After some searching, the process turned out to be fairly simple:
dd if=/dev/sdb of=MACHINE.hd bs=32768 # On linux, where /dev/sdb is the drive reference assigned to the USB drive with the disk in it
qemu-img convert -f raw -O vmdk MACHINE.hd MACHINE.vmdk # On Mac OS-X or Linux
Create a VMWare Fusion virtual machine pointing at the existing disk image (and tell it that it can share it, or take control of it) (in my case the disk image was on an external drive, which seemed to be fine, although it did report it was for an older VMWare version and offer to convert it -- I declined)
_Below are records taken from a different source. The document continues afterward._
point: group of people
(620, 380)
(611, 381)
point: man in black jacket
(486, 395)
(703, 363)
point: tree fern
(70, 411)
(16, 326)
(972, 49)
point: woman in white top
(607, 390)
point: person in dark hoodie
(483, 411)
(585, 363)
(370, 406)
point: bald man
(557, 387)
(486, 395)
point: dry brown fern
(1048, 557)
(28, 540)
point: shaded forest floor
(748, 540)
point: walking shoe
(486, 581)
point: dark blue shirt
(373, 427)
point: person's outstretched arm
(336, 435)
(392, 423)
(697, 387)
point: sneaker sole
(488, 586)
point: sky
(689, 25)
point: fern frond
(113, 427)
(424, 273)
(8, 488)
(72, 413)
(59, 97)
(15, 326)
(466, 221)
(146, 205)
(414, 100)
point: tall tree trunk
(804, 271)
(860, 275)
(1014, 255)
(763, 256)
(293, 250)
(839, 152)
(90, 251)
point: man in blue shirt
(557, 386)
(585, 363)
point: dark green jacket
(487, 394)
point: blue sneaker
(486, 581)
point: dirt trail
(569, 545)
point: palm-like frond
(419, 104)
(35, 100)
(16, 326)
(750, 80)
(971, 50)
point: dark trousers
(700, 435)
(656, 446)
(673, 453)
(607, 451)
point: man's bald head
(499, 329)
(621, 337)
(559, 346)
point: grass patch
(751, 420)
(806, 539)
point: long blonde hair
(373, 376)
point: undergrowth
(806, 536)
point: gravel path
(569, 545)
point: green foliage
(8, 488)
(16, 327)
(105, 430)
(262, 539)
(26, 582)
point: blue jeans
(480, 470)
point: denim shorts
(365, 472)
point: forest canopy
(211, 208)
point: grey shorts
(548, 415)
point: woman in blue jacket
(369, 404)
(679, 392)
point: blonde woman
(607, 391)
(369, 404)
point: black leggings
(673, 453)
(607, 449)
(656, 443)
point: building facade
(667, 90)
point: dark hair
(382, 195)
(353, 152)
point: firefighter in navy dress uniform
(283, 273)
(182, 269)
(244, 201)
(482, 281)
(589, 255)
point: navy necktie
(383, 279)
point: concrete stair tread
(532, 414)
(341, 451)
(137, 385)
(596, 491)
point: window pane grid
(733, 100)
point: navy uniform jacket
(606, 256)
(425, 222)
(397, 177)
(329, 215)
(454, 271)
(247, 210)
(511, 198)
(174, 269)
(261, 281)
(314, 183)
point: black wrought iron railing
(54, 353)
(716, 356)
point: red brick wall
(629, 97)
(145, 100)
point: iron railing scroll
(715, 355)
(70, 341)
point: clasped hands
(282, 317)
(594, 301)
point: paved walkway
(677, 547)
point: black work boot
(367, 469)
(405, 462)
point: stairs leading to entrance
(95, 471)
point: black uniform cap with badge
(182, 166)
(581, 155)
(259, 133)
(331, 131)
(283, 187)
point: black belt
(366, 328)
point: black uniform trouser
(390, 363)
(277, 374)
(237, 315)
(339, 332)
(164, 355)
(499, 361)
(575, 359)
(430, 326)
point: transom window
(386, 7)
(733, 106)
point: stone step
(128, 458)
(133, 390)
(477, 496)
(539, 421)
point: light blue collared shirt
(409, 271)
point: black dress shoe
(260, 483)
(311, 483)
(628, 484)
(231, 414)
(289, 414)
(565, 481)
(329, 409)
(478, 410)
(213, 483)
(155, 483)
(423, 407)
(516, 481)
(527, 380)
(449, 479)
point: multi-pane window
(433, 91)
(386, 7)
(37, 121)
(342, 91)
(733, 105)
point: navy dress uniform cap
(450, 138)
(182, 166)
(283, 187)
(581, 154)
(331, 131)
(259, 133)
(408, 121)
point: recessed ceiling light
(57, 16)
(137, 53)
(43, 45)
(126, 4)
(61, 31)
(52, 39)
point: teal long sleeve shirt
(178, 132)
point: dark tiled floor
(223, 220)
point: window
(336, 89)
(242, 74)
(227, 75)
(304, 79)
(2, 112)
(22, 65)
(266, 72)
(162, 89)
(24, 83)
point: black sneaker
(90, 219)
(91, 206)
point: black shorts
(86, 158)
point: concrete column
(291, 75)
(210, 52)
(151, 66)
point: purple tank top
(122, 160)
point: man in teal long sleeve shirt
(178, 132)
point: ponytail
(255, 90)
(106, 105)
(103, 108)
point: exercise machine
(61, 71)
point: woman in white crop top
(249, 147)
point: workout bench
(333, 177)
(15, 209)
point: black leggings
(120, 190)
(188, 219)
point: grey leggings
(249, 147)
Boot up the new virtual machine off the virtual disk
Switch network module to
pcnet32
and make sure the network worksReconfigure XServer to use
vmware
display module
Reading in the disk image took about 45 minutes, and converting it also took about 45 minutes, for a 40GB disk image (much quicker than the times listed in the example I followed) . In both cases I think it was limited by the disk transfer speeds, especially converting which was reading/writing via the same USB connected disk.
Switching the network module was trivial (just edit
/etc/modules
) in my old Linux install. Switching the
XServer was a bit more tricky mainly because I had to remember what to
do. The installation had XFree86 4.3 on it (second to last version of
XFree86 used, before the switch to x.org), which fortunately included
the vmware
module (earlier versions needed a binary/source
download). The trick to reconfiguring is:
mv /etc/X11/XFree86-4 /etc/X11/XFree86-4.old
dpkg-reconfigure xserver-xfree86
dexconf -o /etc/X11/XFree86-4
The last step (force the debconf configuration to be written out to the file that XFree86 uses) is necessary because the default behaviour of dpkg-reconfigure is not to overwrite the XFree86 configuration file if it has been changed in any way (including removed!) from the original one that it generated. (Thanks to Debian bug #223929 for the hint on what was required.)
After that the newly virtual machine would boot up and operate basically as it had when it was on physical hardware. (Although I did have to go fix up my old shell config scripts after I changed the name of the host to have a "-vm" suffix.)
On a related note, someone has figured out how to get Microsoft's IE6/IE7/IE8 test VMs to run under VMWare Fusion. There's also a VMWare Converter tool which can be used with, eg, Windows conversions (at least when it can run something on the original physical host). And people have done Parallels to VMware and VMWare to Parallels and VMWare to KVM and conversions to Amazon EC2 (Amazon EC2 Developer Guide which uses Xen).
It's also apparently possible to mount VMWare Images natively (Novell guide), which I think is what the MacFUSE install by VMWare Fusion is intended for. (There's an old VMWare Disk Mounter for Windows too, but it seems mostly unmaintained.) Some people have figured out how to mount it with loopback mounts (another example).
The VMDK format seems to be semi-open, with some technical resources available, but I only found one cached copy of the specification.